Incluso se probó que las Farc llegaron a “comprar” víctimas a bandas delincuenciales para luego asumir su custodia y cobrar el rescate. La JEP señaló que “esta política derivó en una victimización indiscriminada de la población civil”, en la que, tanto adultos, como menores de edad, y hasta mujeres embarazadas, fueron privados de la libertad.
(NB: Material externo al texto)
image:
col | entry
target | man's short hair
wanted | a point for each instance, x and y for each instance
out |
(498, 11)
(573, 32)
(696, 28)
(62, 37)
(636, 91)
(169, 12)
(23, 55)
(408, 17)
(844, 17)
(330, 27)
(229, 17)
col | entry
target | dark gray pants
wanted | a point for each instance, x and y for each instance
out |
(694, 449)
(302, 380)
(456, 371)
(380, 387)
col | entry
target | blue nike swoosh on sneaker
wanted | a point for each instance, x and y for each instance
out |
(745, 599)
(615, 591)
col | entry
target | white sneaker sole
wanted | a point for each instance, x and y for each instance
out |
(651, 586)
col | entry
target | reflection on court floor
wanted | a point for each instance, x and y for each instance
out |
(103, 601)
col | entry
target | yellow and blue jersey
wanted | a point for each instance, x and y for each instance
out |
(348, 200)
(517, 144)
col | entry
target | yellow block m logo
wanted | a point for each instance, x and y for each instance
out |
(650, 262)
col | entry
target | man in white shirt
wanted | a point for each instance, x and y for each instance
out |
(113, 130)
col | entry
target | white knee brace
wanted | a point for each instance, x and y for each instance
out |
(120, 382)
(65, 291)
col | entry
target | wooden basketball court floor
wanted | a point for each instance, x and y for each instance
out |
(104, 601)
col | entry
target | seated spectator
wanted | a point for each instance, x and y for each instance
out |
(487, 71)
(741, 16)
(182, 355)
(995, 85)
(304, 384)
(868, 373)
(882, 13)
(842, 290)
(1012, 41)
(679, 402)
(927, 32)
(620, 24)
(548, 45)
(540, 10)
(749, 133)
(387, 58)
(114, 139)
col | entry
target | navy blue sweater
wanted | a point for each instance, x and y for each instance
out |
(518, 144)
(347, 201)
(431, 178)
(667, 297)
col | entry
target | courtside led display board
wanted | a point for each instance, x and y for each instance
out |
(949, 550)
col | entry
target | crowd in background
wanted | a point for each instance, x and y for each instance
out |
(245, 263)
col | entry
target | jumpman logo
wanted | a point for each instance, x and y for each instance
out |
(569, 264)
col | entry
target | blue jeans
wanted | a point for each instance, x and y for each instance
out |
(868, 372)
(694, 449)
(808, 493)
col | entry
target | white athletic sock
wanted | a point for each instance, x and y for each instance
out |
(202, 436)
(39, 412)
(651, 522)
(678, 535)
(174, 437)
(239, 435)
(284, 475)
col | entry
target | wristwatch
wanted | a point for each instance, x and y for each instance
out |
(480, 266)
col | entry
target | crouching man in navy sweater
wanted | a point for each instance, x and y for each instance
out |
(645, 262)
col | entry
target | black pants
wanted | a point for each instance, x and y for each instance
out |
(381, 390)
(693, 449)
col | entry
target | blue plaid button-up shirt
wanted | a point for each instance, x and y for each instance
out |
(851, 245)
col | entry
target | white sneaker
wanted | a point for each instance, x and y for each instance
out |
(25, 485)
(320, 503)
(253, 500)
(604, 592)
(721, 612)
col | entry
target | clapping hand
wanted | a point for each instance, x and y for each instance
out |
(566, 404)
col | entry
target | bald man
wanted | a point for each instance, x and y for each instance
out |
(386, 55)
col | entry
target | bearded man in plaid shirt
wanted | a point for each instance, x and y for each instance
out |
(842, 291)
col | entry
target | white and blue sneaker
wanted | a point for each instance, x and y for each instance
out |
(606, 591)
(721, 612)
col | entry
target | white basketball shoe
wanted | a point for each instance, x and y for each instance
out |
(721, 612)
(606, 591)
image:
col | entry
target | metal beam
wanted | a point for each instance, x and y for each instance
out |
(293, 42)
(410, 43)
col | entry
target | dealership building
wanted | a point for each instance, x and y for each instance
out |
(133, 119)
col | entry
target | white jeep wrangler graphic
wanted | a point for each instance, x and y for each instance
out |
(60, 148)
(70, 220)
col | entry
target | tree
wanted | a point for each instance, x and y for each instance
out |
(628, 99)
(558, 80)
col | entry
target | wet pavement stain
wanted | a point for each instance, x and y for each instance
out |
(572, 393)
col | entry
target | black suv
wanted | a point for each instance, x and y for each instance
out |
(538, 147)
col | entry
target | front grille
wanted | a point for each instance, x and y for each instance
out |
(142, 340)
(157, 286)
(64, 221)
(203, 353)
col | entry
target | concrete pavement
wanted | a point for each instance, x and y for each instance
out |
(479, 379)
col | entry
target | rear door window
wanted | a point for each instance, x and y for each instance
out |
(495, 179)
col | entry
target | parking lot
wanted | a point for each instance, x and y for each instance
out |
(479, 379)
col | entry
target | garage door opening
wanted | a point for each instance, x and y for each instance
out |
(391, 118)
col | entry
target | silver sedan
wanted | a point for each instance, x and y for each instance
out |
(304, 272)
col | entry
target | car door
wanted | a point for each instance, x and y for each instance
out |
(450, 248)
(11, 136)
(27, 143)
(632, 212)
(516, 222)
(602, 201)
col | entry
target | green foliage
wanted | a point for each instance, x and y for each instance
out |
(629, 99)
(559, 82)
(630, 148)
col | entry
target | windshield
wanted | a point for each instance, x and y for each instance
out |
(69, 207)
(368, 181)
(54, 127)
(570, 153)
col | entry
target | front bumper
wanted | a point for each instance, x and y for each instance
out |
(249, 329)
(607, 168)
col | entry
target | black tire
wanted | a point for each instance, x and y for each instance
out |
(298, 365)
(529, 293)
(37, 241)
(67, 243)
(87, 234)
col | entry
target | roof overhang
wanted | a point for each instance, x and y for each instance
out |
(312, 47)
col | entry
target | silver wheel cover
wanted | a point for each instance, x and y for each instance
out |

Secuestro para canje político y militar
Otro patrón macrocriminal fue el secuestro de militares, policías y civiles con fines de canje. Esta política fue adoptada formalmente en 1997, cuando el Estado Mayor de la guerrilla decidió mantener cautivos a miembros de la fuerza pública, en particular oficiales y suboficiales, para presionar un intercambio por guerrilleros presos.
Además de ese objetivo, la insurgencia buscaba ganar reconocimiento como fuerza beligerante y demostrar control territorial. Los secuestros se produjeron, sobre todo, durante tomas a bases militares y estaciones de policía, donde uniformados eran capturados en combate y trasladados a campamentos clandestinos en la selva, donde soportaron largos periodos de cautiverio.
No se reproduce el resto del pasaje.